Wraz z Działem Medycznym Fundacji i naszymi ekspertami - rozpoczynamy pracę. Będziemy w kontakcie z Patrycją – inicjatorem akcji, będziemy w kontakcie z p. Prezydent Gdańska i będziemy w kontakcie także z Wami, Gdańszczanami, wśród których 13 stycznia z uśmiechem na ustach Pan Prezydent Paweł Adamowicz zbierał pieniądze na rzecz 27. Finału Orkiestry.
- czytamy w komunikacie WOŚP.
Pierwsze decyzje dotyczące wydatków zostały już jednak podjęte.
Rozpoczęliśmy procedurę zakupu karetki neonatologicznej dla Szpitala Św. Wojciecha w Gdańsku. Jesteśmy także po rozmowach z Oddziałem Kardiochirurgii Dziecięcej im.
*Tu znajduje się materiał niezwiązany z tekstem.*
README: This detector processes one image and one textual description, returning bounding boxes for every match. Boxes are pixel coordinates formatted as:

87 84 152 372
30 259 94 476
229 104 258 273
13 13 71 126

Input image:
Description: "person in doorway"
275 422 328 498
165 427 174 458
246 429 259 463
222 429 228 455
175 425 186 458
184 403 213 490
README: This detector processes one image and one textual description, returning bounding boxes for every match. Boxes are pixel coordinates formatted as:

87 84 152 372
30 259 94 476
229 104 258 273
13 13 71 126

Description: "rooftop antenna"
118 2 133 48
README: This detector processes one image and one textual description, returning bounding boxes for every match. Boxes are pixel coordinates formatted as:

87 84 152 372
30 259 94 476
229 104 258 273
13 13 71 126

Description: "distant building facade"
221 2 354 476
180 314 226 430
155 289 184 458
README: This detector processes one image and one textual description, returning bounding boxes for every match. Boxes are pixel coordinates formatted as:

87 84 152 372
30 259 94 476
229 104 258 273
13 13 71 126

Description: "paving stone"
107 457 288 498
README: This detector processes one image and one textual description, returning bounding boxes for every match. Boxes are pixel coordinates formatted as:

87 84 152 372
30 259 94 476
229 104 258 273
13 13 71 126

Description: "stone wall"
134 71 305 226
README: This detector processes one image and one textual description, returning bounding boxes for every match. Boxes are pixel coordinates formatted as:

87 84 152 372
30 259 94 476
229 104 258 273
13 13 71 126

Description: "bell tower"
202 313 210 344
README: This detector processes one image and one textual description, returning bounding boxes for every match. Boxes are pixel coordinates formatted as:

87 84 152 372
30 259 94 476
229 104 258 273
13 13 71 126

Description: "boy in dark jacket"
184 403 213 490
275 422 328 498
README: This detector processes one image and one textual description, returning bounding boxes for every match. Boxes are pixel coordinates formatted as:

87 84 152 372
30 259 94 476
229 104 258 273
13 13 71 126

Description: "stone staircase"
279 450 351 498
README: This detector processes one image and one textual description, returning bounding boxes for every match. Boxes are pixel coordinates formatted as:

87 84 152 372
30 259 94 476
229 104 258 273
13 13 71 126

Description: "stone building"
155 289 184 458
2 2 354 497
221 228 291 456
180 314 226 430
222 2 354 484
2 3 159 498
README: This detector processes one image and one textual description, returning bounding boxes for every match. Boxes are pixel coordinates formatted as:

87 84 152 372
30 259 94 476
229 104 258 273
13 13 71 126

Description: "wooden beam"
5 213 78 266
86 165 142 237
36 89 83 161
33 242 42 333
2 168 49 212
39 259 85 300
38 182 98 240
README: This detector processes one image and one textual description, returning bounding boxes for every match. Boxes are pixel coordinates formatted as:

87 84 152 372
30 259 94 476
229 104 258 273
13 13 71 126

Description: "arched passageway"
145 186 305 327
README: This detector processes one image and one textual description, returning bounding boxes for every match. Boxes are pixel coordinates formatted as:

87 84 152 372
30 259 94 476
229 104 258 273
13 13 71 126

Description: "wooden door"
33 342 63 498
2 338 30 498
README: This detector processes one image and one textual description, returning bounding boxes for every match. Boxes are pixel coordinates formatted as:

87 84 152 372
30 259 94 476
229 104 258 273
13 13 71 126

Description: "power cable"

Wielkiej Orkiestry Świątecznej Pomocy, który także już przysłał nam zapotrzebowanie na niezbędny sprzęt.
- wyjaśnia fundacja informując, że to co stanie się dalej "będzie zależało od głosu nas wszystkich".
Na Facebooku informuje z kolei:
Chcemy zaproponować, aby za te ogromne pieniądze kupić – zgodnie z celem WOŚP 2019 - sprzęt dla szpitali pediatrycznych w całym województwie pomorskim.
Przedstawiciele fundacji dziękując za przekazywanie środków zwracają też uwagę na społeczny aspekt akcji.
To nie tylko zbiórka pieniędzy do puszki Pana Prezydenta. To także był wspaniały spektakl budowania społeczeństwa obywatelskiego, co było tak bliskie sercu Pawła Adamowicza.
- czytamy na stronach Orkiestry.
Czytaj też: Aukcje WOŚP w tym roku pobiły wszelkie rekordy. Co można było licytować?
W rozmowie z Gazeta.pl Patrycja Krzymińska wyjaśniła, że inspiracją dla tej akcji był moment, gdy w poniedziałek 14 stycznia w telewizji zobaczyła wypowiedź Pawła Adamowicza. Cieszył się wtedy, że udało mu się zebrać ponad 5600 złotych dla WOŚP.
- Poczułam wtedy jakbym dostała w głowę. Poczułam taką potrzebę, że chciałabym wrzucić pieniądze do puszki WOŚP prezydenta Adamowicza. Okazało się, że nie tylko ja chciałabym, żeby ta ostatnia puszka prezydenta Adamowicza była z przytupem - stwierdziła.
Paweł Adamowicz, prezydent Gdańska, zmarł 14 stycznia, po ataku nożownika, który miał miejsce dzień wcześniej. Uroczystości pogrzebowe odbyły się w sobotę 19 stycznia.